対新潟戦(10−06A)。

スタンディングよりも,まずは足掛かり。


 ちょっとでも,先に進むための足掛かり,であります。もちろん,「勝ち点3」も重要な足掛かりではあるけれど,自分たちが武器にしていこうとしているフットボール,そのフットボールに対する信頼感とも言いましょうか,その信頼感を深めていく,というのも大事な足掛かりかな,と感じます。


 さて。いつも通りのスケジュール,な新潟戦であります。今回は,ちょっと短めの方向で。


 前節では,内容面での手掛かりというか,足掛かりはしっかりとつかめたように感じるのですが,スコア,という部分に手掛かりがつながってくれなかった,特に流れから相手を崩す,という部分へとつながっていってくれなかったことや,試合をしっかりとクローズするべき時間帯に,「縦へのシンプルな攻撃」への対応という部分で課題を残した,という印象でした。
 今節はちょっとだけかも知れないけれど,前進を続けたかな,という印象であります。


 誰かが,ではなくて,チームが全体として得点を奪いに行く,という姿勢と,得点奪取という結果がしっかりと結び付いたこと,であります。ポジションを循環させる,という要素だけを取り出せば,09シーズンの立ち上がりでも確かに表現はされていたのですが,得点という結果に結び付くような形での循環がうまくできていた,とまでは言えませんでした。むしろ,自分たちでフィジカルを厳しくしてしまうような形での循環,ムラが大きな循環だったか,と感じます。相手を揺さぶるのではなくて,ポジションの循環そのものが目的化してしまっているような,そんな形に陥っていたように感じます。その循環が,今季はある程度整理されてきたのではないか,と。
 もちろん,まだ「できる」と思う余地は大きいものがありますし,攻撃を仕掛けるときのリズムが単調に流れてしまう時間帯が多い(ギアを変えることで,もっと攻撃を鋭くできるはず),という部分もあります。トップ,あるいはトップとの距離感を取りながら,なアタッキング・ミッドフィールドが得点を奪取していく,という形,そのオプションを広げていくことも当然に重要な要素ですが,アタッキング・ミッドフィールドがセントラルを前線へと送り出せる,という形が表現できていることは,まずひとつの手掛かりかな,と思います。ポジションを効果的に循環させる中からチャンスを生み出し,得点という結果へと結び付けられた,というのは自分たちの狙うフットボールへの信頼感を深めるにあたって,悪くない収穫ではないか,と思います。

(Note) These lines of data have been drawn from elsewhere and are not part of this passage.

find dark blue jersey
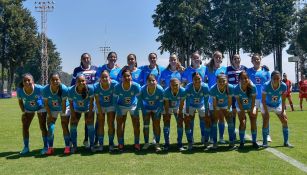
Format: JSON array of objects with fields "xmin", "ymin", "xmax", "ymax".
[{"xmin": 71, "ymin": 65, "xmax": 98, "ymax": 86}]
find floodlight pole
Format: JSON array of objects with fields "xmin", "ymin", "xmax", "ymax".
[{"xmin": 99, "ymin": 46, "xmax": 111, "ymax": 63}]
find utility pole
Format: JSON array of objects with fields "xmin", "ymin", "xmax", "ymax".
[
  {"xmin": 99, "ymin": 45, "xmax": 111, "ymax": 63},
  {"xmin": 35, "ymin": 1, "xmax": 54, "ymax": 85}
]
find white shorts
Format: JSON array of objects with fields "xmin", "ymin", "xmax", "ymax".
[
  {"xmin": 185, "ymin": 106, "xmax": 206, "ymax": 117},
  {"xmin": 117, "ymin": 105, "xmax": 138, "ymax": 117},
  {"xmin": 261, "ymin": 103, "xmax": 285, "ymax": 115},
  {"xmin": 236, "ymin": 106, "xmax": 256, "ymax": 114},
  {"xmin": 255, "ymin": 99, "xmax": 261, "ymax": 109},
  {"xmin": 95, "ymin": 106, "xmax": 115, "ymax": 113},
  {"xmin": 209, "ymin": 102, "xmax": 228, "ymax": 111},
  {"xmin": 162, "ymin": 108, "xmax": 181, "ymax": 114},
  {"xmin": 25, "ymin": 108, "xmax": 46, "ymax": 113},
  {"xmin": 50, "ymin": 107, "xmax": 71, "ymax": 118}
]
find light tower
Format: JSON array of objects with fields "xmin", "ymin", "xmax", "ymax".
[
  {"xmin": 35, "ymin": 1, "xmax": 55, "ymax": 85},
  {"xmin": 99, "ymin": 45, "xmax": 111, "ymax": 63}
]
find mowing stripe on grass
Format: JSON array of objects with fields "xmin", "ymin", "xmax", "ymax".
[{"xmin": 240, "ymin": 129, "xmax": 307, "ymax": 173}]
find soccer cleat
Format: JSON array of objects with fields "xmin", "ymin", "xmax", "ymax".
[
  {"xmin": 71, "ymin": 146, "xmax": 77, "ymax": 154},
  {"xmin": 252, "ymin": 142, "xmax": 260, "ymax": 149},
  {"xmin": 284, "ymin": 143, "xmax": 294, "ymax": 148},
  {"xmin": 109, "ymin": 145, "xmax": 114, "ymax": 153},
  {"xmin": 64, "ymin": 146, "xmax": 70, "ymax": 154},
  {"xmin": 179, "ymin": 146, "xmax": 186, "ymax": 152},
  {"xmin": 134, "ymin": 144, "xmax": 141, "ymax": 151},
  {"xmin": 118, "ymin": 144, "xmax": 124, "ymax": 152},
  {"xmin": 209, "ymin": 138, "xmax": 214, "ymax": 144},
  {"xmin": 211, "ymin": 143, "xmax": 218, "ymax": 149},
  {"xmin": 267, "ymin": 135, "xmax": 272, "ymax": 142},
  {"xmin": 229, "ymin": 143, "xmax": 238, "ymax": 150},
  {"xmin": 187, "ymin": 143, "xmax": 193, "ymax": 151},
  {"xmin": 142, "ymin": 143, "xmax": 150, "ymax": 150},
  {"xmin": 204, "ymin": 142, "xmax": 210, "ymax": 149},
  {"xmin": 83, "ymin": 140, "xmax": 90, "ymax": 149},
  {"xmin": 90, "ymin": 146, "xmax": 96, "ymax": 153},
  {"xmin": 40, "ymin": 147, "xmax": 48, "ymax": 155},
  {"xmin": 239, "ymin": 143, "xmax": 245, "ymax": 149},
  {"xmin": 96, "ymin": 145, "xmax": 104, "ymax": 152},
  {"xmin": 152, "ymin": 137, "xmax": 156, "ymax": 145},
  {"xmin": 155, "ymin": 144, "xmax": 162, "ymax": 152},
  {"xmin": 163, "ymin": 143, "xmax": 170, "ymax": 151},
  {"xmin": 218, "ymin": 138, "xmax": 226, "ymax": 144},
  {"xmin": 46, "ymin": 147, "xmax": 54, "ymax": 155},
  {"xmin": 20, "ymin": 147, "xmax": 30, "ymax": 155},
  {"xmin": 261, "ymin": 144, "xmax": 269, "ymax": 148}
]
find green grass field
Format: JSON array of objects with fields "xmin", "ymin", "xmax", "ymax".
[{"xmin": 1, "ymin": 93, "xmax": 307, "ymax": 175}]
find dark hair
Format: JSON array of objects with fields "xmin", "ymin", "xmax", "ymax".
[
  {"xmin": 80, "ymin": 53, "xmax": 91, "ymax": 68},
  {"xmin": 191, "ymin": 51, "xmax": 202, "ymax": 67},
  {"xmin": 148, "ymin": 53, "xmax": 160, "ymax": 76},
  {"xmin": 146, "ymin": 74, "xmax": 157, "ymax": 81},
  {"xmin": 127, "ymin": 53, "xmax": 137, "ymax": 67},
  {"xmin": 19, "ymin": 73, "xmax": 34, "ymax": 88},
  {"xmin": 49, "ymin": 72, "xmax": 63, "ymax": 97},
  {"xmin": 230, "ymin": 54, "xmax": 240, "ymax": 67},
  {"xmin": 107, "ymin": 51, "xmax": 117, "ymax": 59},
  {"xmin": 238, "ymin": 71, "xmax": 252, "ymax": 97},
  {"xmin": 121, "ymin": 68, "xmax": 132, "ymax": 76},
  {"xmin": 192, "ymin": 72, "xmax": 202, "ymax": 80},
  {"xmin": 217, "ymin": 73, "xmax": 229, "ymax": 95},
  {"xmin": 271, "ymin": 70, "xmax": 281, "ymax": 79},
  {"xmin": 207, "ymin": 51, "xmax": 222, "ymax": 73}
]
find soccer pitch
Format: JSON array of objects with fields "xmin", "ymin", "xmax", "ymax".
[{"xmin": 1, "ymin": 94, "xmax": 307, "ymax": 175}]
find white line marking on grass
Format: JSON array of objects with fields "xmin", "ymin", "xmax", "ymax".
[{"xmin": 237, "ymin": 129, "xmax": 307, "ymax": 173}]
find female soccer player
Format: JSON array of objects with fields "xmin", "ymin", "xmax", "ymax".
[
  {"xmin": 159, "ymin": 54, "xmax": 183, "ymax": 89},
  {"xmin": 71, "ymin": 53, "xmax": 97, "ymax": 148},
  {"xmin": 163, "ymin": 78, "xmax": 186, "ymax": 151},
  {"xmin": 209, "ymin": 73, "xmax": 235, "ymax": 149},
  {"xmin": 94, "ymin": 70, "xmax": 118, "ymax": 152},
  {"xmin": 298, "ymin": 74, "xmax": 307, "ymax": 111},
  {"xmin": 246, "ymin": 53, "xmax": 272, "ymax": 142},
  {"xmin": 261, "ymin": 71, "xmax": 293, "ymax": 148},
  {"xmin": 43, "ymin": 72, "xmax": 70, "ymax": 155},
  {"xmin": 96, "ymin": 51, "xmax": 121, "ymax": 80},
  {"xmin": 234, "ymin": 71, "xmax": 259, "ymax": 148},
  {"xmin": 17, "ymin": 73, "xmax": 48, "ymax": 155},
  {"xmin": 185, "ymin": 72, "xmax": 209, "ymax": 149},
  {"xmin": 282, "ymin": 73, "xmax": 294, "ymax": 111},
  {"xmin": 139, "ymin": 74, "xmax": 164, "ymax": 151},
  {"xmin": 138, "ymin": 53, "xmax": 165, "ymax": 86},
  {"xmin": 69, "ymin": 74, "xmax": 95, "ymax": 153},
  {"xmin": 205, "ymin": 51, "xmax": 227, "ymax": 144},
  {"xmin": 117, "ymin": 53, "xmax": 142, "ymax": 83},
  {"xmin": 113, "ymin": 69, "xmax": 141, "ymax": 151}
]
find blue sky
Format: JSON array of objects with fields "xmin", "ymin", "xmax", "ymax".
[{"xmin": 22, "ymin": 1, "xmax": 296, "ymax": 82}]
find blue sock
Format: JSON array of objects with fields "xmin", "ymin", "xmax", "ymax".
[
  {"xmin": 143, "ymin": 125, "xmax": 149, "ymax": 143},
  {"xmin": 262, "ymin": 127, "xmax": 269, "ymax": 145},
  {"xmin": 239, "ymin": 130, "xmax": 245, "ymax": 144},
  {"xmin": 118, "ymin": 137, "xmax": 124, "ymax": 145},
  {"xmin": 212, "ymin": 123, "xmax": 217, "ymax": 143},
  {"xmin": 185, "ymin": 128, "xmax": 192, "ymax": 143},
  {"xmin": 251, "ymin": 130, "xmax": 257, "ymax": 143},
  {"xmin": 98, "ymin": 135, "xmax": 104, "ymax": 146},
  {"xmin": 43, "ymin": 136, "xmax": 48, "ymax": 148},
  {"xmin": 23, "ymin": 138, "xmax": 29, "ymax": 148},
  {"xmin": 84, "ymin": 124, "xmax": 88, "ymax": 140},
  {"xmin": 177, "ymin": 127, "xmax": 183, "ymax": 146},
  {"xmin": 109, "ymin": 134, "xmax": 114, "ymax": 146},
  {"xmin": 64, "ymin": 135, "xmax": 70, "ymax": 147},
  {"xmin": 204, "ymin": 128, "xmax": 210, "ymax": 142},
  {"xmin": 154, "ymin": 134, "xmax": 160, "ymax": 143},
  {"xmin": 218, "ymin": 122, "xmax": 225, "ymax": 139},
  {"xmin": 163, "ymin": 125, "xmax": 170, "ymax": 144},
  {"xmin": 199, "ymin": 119, "xmax": 205, "ymax": 137},
  {"xmin": 134, "ymin": 136, "xmax": 140, "ymax": 144},
  {"xmin": 70, "ymin": 125, "xmax": 78, "ymax": 147},
  {"xmin": 48, "ymin": 122, "xmax": 55, "ymax": 147},
  {"xmin": 283, "ymin": 127, "xmax": 289, "ymax": 144},
  {"xmin": 228, "ymin": 122, "xmax": 235, "ymax": 143},
  {"xmin": 87, "ymin": 124, "xmax": 95, "ymax": 146}
]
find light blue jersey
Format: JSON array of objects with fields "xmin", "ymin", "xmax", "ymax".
[
  {"xmin": 94, "ymin": 80, "xmax": 118, "ymax": 107},
  {"xmin": 205, "ymin": 66, "xmax": 227, "ymax": 88},
  {"xmin": 68, "ymin": 85, "xmax": 94, "ymax": 112},
  {"xmin": 185, "ymin": 82, "xmax": 209, "ymax": 108},
  {"xmin": 42, "ymin": 84, "xmax": 69, "ymax": 111},
  {"xmin": 96, "ymin": 64, "xmax": 121, "ymax": 81},
  {"xmin": 17, "ymin": 84, "xmax": 44, "ymax": 111},
  {"xmin": 262, "ymin": 81, "xmax": 287, "ymax": 108},
  {"xmin": 139, "ymin": 84, "xmax": 164, "ymax": 110},
  {"xmin": 117, "ymin": 68, "xmax": 141, "ymax": 83},
  {"xmin": 246, "ymin": 67, "xmax": 270, "ymax": 100},
  {"xmin": 182, "ymin": 66, "xmax": 206, "ymax": 86},
  {"xmin": 138, "ymin": 65, "xmax": 165, "ymax": 86},
  {"xmin": 234, "ymin": 83, "xmax": 257, "ymax": 110},
  {"xmin": 163, "ymin": 87, "xmax": 186, "ymax": 108},
  {"xmin": 113, "ymin": 82, "xmax": 141, "ymax": 107},
  {"xmin": 209, "ymin": 84, "xmax": 234, "ymax": 108},
  {"xmin": 159, "ymin": 68, "xmax": 182, "ymax": 89}
]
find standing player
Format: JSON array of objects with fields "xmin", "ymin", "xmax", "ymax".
[
  {"xmin": 138, "ymin": 53, "xmax": 165, "ymax": 86},
  {"xmin": 139, "ymin": 74, "xmax": 164, "ymax": 151},
  {"xmin": 205, "ymin": 51, "xmax": 227, "ymax": 144},
  {"xmin": 117, "ymin": 53, "xmax": 141, "ymax": 83},
  {"xmin": 43, "ymin": 72, "xmax": 70, "ymax": 155},
  {"xmin": 159, "ymin": 54, "xmax": 183, "ymax": 89},
  {"xmin": 234, "ymin": 71, "xmax": 259, "ymax": 148},
  {"xmin": 261, "ymin": 71, "xmax": 293, "ymax": 148},
  {"xmin": 246, "ymin": 54, "xmax": 272, "ymax": 142},
  {"xmin": 69, "ymin": 74, "xmax": 95, "ymax": 153},
  {"xmin": 185, "ymin": 72, "xmax": 210, "ymax": 149},
  {"xmin": 163, "ymin": 78, "xmax": 186, "ymax": 151},
  {"xmin": 282, "ymin": 73, "xmax": 294, "ymax": 111},
  {"xmin": 17, "ymin": 73, "xmax": 48, "ymax": 155},
  {"xmin": 298, "ymin": 74, "xmax": 307, "ymax": 111},
  {"xmin": 96, "ymin": 51, "xmax": 121, "ymax": 80},
  {"xmin": 209, "ymin": 73, "xmax": 236, "ymax": 149},
  {"xmin": 113, "ymin": 69, "xmax": 141, "ymax": 151},
  {"xmin": 94, "ymin": 70, "xmax": 118, "ymax": 152},
  {"xmin": 71, "ymin": 53, "xmax": 97, "ymax": 148}
]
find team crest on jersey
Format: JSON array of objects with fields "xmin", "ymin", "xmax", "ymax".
[
  {"xmin": 124, "ymin": 97, "xmax": 131, "ymax": 104},
  {"xmin": 255, "ymin": 77, "xmax": 261, "ymax": 84},
  {"xmin": 149, "ymin": 101, "xmax": 155, "ymax": 106},
  {"xmin": 30, "ymin": 101, "xmax": 36, "ymax": 106},
  {"xmin": 194, "ymin": 98, "xmax": 200, "ymax": 104},
  {"xmin": 171, "ymin": 101, "xmax": 177, "ymax": 107},
  {"xmin": 134, "ymin": 74, "xmax": 139, "ymax": 79},
  {"xmin": 161, "ymin": 80, "xmax": 166, "ymax": 87},
  {"xmin": 104, "ymin": 96, "xmax": 110, "ymax": 102},
  {"xmin": 272, "ymin": 96, "xmax": 278, "ymax": 102},
  {"xmin": 218, "ymin": 99, "xmax": 224, "ymax": 104},
  {"xmin": 242, "ymin": 98, "xmax": 248, "ymax": 104},
  {"xmin": 78, "ymin": 101, "xmax": 84, "ymax": 107},
  {"xmin": 52, "ymin": 100, "xmax": 59, "ymax": 106}
]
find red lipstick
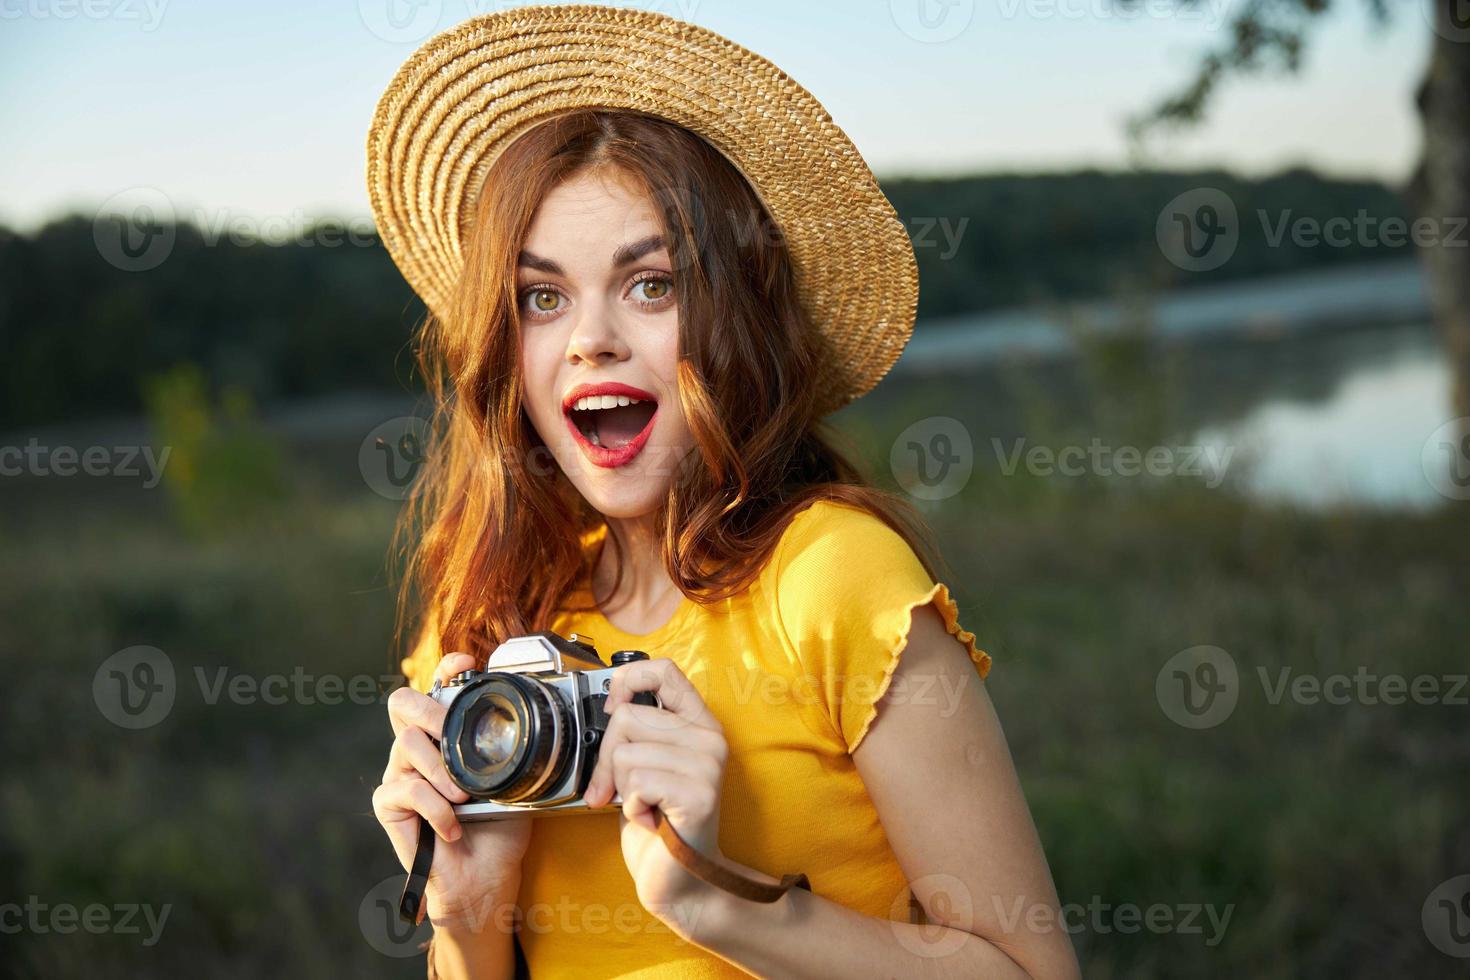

 そして,今節は試合をしっかりとクローズできた。もちろん,「縦」に代表される不安定要素はありますが,守備面においても「チームで」守備応対を,という意識が根付きつつある,というのは悪くありません。


 あくまでもシロート目な印象,ではありますが,ボール奪取位置の微調整,がこれからの課題になってくるか,と感じます。自分たちのフットボールにこだわっていく,という姿勢はシーズン序盤から徹底されてはいますが,ボールをどのエリアで奪うか,という側面については,まだ明確な戦術イメージが感じられていない,少なくとも強い印象を受けるまでには行っていないように思います。
 ボール・コントロールを失った直後の対応や,ボール・ホルダーへのアプローチ,その強度がまだ安定性を感じるまでにはいっていない,ように思います。ボール奪取面でのイメージがより明確なものになり,ボール・ホルダーへのプレッシングが安定しはじめると,相手のストロング・ポイントに対応する守備応対がはっきりと見えてくるように思います。


 いずれにしても。戦術的な熟成が(必ずしも直線的ではない,としても)結果に結び付いてきている,と思わせるゲームであります。